Tak jest
Adam Szejnfeld, Piotr Kaleta
Były szef kancelarii premiera Michał Dworczyk stanął przed sejmową komisją śledczą do spraw wyborów kopertowych. Czy komisja przybliżyła nas do odpowiedzi, dlaczego wydano 70 milionów na wybory, których nie było? - Wydaje mi się, że to trudno w tej chwili oceniać po przesłuchaniu w zasadzie kilku świadków - odpowiedział w programie "Tak jest" w TVN24 Piotr Kaleta (PiS).

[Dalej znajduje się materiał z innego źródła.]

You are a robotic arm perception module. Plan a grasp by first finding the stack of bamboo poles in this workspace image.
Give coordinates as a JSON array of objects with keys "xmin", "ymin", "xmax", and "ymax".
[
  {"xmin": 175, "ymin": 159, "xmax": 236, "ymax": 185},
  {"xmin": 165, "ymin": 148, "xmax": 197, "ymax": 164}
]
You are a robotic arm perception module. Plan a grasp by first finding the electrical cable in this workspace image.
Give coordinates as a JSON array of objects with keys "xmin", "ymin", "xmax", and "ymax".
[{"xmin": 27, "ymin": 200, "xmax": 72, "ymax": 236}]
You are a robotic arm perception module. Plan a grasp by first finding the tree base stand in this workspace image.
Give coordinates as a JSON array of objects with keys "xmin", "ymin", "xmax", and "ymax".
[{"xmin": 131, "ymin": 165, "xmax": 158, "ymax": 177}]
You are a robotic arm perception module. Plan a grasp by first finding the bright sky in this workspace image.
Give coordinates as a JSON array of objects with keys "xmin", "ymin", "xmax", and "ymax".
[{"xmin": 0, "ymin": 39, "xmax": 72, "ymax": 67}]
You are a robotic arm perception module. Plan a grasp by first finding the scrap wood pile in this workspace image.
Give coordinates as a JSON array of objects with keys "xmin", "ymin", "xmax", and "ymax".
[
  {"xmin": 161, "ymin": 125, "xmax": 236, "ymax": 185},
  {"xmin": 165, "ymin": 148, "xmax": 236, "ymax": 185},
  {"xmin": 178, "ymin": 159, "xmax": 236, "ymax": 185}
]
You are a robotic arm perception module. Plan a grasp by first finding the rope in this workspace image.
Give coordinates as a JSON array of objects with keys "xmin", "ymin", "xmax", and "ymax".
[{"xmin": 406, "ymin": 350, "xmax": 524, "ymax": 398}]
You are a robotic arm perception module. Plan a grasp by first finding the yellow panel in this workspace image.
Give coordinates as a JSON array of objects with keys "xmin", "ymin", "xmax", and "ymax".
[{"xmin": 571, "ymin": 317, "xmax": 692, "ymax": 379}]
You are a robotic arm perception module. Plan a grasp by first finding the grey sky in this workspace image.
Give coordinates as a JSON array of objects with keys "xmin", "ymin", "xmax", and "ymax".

Jak przyznał, jego obraz z poprzednich przesłuchań "rysuje się taki, że znowu zrobi się z wielkiej chmury mały deszcz". W jego przekonaniu "to jest spektakl polityczny, który od jutra będzie miał inną odsłonę, będą inni aktorzy, ponieważ jutro rusza komisja ds. afery wizowej". - PiS głosowało za powstaniem tych komisji, nie mamy nic do ukrycia, ale widzimy, że w tej chwili tutaj nie ma nic konretnego - powiedział. Adam Szejnfeld (senator PO, KO) zwrócił uwagę, że "są jednak konkrety". - To, co jest konkretne, to "nie wiem, nie widziałem, nie znam się" - dodał, wskazując na odpowiedzi Dworczyka na pytania o treść jego maili, które wypłynęły. Szejnfeld zaznaczył, że "wszyscy politycy Prawa i Sprawiedliwości, którzy rządzili naszym krajem, dotąd nieomylni, nagle nie pamiętają, nie wiedzą, o co chodzi".